Some readers are discovering us for the first time. Some think the Man Booker Prize nomination is a turning point (which it is), destined to help us move up a level. Some readers know we've been here before, four years ago.

All this reflection and reaction initiated some office nostalgia and we’ve taken a look back at the history of the press over the past five years, since we moved from Cambridge to Cromer on the North Norfolk coast.

In England, you can't get more remote. More remote and you're swimming in the North Sea. We're on the edge. So, we're small, we have no offices and we're very, very remote. Very, very not London.

Additionally, we've had no public funding for the past five years (we don’t want any, of course), so what can a small press achieve, on the edge, without any form of funding?

And we transitioned from being a poetry press, to being a fiction publisher. Can you migrate successfully?

The first thing I noticed when looking back was that we have changed sales and distribution teams three times in five years. Take it from me, this is a lot of change. Turnaround Publisher Services, Faber and now PGUK have sold our books.

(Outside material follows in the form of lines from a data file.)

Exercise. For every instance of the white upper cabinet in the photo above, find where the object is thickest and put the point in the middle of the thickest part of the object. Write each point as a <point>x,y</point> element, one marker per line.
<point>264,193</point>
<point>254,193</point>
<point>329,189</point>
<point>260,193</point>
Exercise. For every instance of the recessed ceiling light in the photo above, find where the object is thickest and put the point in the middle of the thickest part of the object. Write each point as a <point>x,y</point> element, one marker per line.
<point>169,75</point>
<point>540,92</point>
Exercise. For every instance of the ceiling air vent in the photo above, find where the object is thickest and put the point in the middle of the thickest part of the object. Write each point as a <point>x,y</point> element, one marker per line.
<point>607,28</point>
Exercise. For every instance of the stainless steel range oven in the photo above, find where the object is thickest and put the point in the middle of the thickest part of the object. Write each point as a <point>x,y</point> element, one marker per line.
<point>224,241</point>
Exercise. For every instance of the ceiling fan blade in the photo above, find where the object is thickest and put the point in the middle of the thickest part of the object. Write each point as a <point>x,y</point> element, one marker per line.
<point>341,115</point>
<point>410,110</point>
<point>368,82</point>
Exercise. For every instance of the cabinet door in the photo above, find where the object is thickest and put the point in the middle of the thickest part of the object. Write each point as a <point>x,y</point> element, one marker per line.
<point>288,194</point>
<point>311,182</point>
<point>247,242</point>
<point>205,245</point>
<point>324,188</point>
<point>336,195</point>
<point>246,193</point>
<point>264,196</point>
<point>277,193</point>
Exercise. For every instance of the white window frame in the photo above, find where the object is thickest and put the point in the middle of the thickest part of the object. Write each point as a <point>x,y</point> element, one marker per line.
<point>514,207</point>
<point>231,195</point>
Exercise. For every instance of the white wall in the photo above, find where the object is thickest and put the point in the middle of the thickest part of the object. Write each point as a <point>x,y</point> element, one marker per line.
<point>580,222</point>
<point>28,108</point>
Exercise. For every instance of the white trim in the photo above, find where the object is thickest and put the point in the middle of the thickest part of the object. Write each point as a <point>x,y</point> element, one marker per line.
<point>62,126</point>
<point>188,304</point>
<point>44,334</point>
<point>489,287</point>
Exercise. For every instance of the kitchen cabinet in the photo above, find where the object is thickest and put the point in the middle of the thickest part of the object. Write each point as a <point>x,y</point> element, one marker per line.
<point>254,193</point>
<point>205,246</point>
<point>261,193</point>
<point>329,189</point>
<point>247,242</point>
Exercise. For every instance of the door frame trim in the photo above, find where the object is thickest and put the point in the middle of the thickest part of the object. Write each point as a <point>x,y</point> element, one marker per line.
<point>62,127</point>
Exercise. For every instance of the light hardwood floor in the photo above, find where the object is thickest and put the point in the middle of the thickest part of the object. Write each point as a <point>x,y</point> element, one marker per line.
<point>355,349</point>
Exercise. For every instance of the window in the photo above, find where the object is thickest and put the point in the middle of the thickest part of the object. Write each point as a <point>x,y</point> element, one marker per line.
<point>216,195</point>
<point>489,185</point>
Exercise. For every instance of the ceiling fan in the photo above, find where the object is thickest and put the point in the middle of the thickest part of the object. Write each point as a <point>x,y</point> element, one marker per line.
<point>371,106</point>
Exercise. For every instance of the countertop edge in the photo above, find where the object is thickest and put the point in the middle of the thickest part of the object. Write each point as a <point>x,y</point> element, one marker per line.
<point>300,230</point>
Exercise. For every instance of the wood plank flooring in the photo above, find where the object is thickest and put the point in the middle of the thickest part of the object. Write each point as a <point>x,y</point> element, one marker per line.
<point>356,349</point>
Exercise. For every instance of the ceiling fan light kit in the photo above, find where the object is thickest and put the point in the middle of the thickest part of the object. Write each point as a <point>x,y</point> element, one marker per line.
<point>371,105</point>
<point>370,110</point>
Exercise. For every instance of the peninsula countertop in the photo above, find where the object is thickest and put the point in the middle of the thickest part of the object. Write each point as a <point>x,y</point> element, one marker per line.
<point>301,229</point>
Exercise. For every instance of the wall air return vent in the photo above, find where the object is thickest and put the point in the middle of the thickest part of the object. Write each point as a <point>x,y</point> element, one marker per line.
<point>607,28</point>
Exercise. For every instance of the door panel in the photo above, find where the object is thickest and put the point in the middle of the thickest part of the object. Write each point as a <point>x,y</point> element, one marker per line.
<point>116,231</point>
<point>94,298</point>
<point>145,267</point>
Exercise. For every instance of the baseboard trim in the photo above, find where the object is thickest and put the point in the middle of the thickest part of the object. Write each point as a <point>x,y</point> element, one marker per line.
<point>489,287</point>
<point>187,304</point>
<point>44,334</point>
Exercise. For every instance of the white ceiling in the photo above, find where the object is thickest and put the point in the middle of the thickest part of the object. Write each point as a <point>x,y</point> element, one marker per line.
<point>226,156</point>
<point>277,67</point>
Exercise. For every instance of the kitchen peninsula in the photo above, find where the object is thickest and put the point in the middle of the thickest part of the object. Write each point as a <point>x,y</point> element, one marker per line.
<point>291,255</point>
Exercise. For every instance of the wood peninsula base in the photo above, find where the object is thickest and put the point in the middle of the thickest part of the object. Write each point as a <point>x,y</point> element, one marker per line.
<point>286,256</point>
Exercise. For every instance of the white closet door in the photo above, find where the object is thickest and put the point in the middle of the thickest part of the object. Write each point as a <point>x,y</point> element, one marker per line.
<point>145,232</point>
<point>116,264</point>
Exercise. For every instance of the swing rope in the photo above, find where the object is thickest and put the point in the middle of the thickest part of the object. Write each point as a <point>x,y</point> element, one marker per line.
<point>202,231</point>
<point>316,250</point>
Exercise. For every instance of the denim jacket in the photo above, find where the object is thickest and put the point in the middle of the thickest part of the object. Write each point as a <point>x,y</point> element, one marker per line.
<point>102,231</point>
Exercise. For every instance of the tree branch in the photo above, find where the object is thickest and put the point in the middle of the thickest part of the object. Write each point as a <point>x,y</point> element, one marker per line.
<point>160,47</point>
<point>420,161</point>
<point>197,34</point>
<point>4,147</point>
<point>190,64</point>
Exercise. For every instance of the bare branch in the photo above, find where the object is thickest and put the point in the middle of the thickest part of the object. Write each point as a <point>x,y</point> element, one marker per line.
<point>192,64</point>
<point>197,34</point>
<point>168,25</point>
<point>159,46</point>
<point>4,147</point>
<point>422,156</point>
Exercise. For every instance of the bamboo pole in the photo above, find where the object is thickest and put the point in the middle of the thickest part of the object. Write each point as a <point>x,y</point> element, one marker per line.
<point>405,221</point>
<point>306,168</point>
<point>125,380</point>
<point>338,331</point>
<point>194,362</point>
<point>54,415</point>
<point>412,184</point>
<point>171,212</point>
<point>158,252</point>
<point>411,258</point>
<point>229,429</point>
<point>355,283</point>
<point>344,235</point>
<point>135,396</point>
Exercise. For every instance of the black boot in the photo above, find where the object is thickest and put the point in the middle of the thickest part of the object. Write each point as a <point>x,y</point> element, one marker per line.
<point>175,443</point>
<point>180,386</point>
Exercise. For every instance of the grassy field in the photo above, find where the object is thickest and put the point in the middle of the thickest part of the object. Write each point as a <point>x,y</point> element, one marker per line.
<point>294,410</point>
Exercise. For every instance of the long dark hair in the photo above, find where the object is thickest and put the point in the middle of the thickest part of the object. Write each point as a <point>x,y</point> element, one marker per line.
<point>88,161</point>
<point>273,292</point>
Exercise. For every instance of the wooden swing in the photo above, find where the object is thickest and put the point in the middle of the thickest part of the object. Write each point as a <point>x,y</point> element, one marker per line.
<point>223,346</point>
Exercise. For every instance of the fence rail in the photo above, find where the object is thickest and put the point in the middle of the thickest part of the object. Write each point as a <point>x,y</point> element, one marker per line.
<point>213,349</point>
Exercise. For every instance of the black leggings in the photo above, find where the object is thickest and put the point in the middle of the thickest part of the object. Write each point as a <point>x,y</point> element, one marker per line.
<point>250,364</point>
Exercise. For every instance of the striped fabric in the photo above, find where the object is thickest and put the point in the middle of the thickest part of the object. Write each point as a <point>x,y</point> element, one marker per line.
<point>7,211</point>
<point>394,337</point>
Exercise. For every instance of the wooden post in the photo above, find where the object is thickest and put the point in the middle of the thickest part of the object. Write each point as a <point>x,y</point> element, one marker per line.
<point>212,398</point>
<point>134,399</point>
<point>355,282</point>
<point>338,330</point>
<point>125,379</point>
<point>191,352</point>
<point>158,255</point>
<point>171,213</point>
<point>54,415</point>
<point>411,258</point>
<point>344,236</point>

Turnaround, Macmillan and now TBS/GBS have distributed us. 

The team has changed dramatically, too – and we've a new team in place that is busy bedding down. Anyone running a business will know that teams are central to success.

Then I looked at prizes, that record of the standing of a press, its recognition within the national culture. So here are our nominations over the past five years:

 

  • Authors’ Club Best First Novel Award
  • Best British Fantasy Award
  • City Reads, Brighton (winner)
  • CLPE Poetry Awards (winner)
  • Dylan Thomas Prize
  • The East Midlands Book Awards (shortlisted three times)
  • Edge Hill Short Story Prize
  • The EDP-Jarrold East Anglian Book Awards
  • Green Carnation Prize
  • International Dublin Literary Award
  • International Frank O’Connor Short Story Award (winner)
  • Jerwood Fiction Uncovered Prize (joint winner, twice)
  • Lannan Literary Award (winner)
  • McKitterick Prize (winner)
  • The Man Booker Prize (twice nominated)
  • The Michael Murphy Memorial Prize
  • The National Book Awards
  • Next Generation Poets (twice)
  • The Guardian’s Not the Booker Prize (nominated six times)
  • The People’s Book Prize (finalist)
  • The Polari First Book Prize (winner, twice)
  • Read Regional – New Writing North (joint winner)
  • The Portico Prize for Literature
  • Saboteur Awards: Best Fiction Anthology (winner)
  • Saboteur Awards: Best Poetry Pamphlet
  • Saboteur Awards: Best Short Story Collection (winner)
  • The Saltire Scottish First Book of the Year Award
  • The Saltire Scottish Poetry Book of the Year Award (winner)
  • Wales Book of the Year: Fiction

 

So there you have it. We’re looking forward to the next five years. Thanks for reading our books and supporting our authors.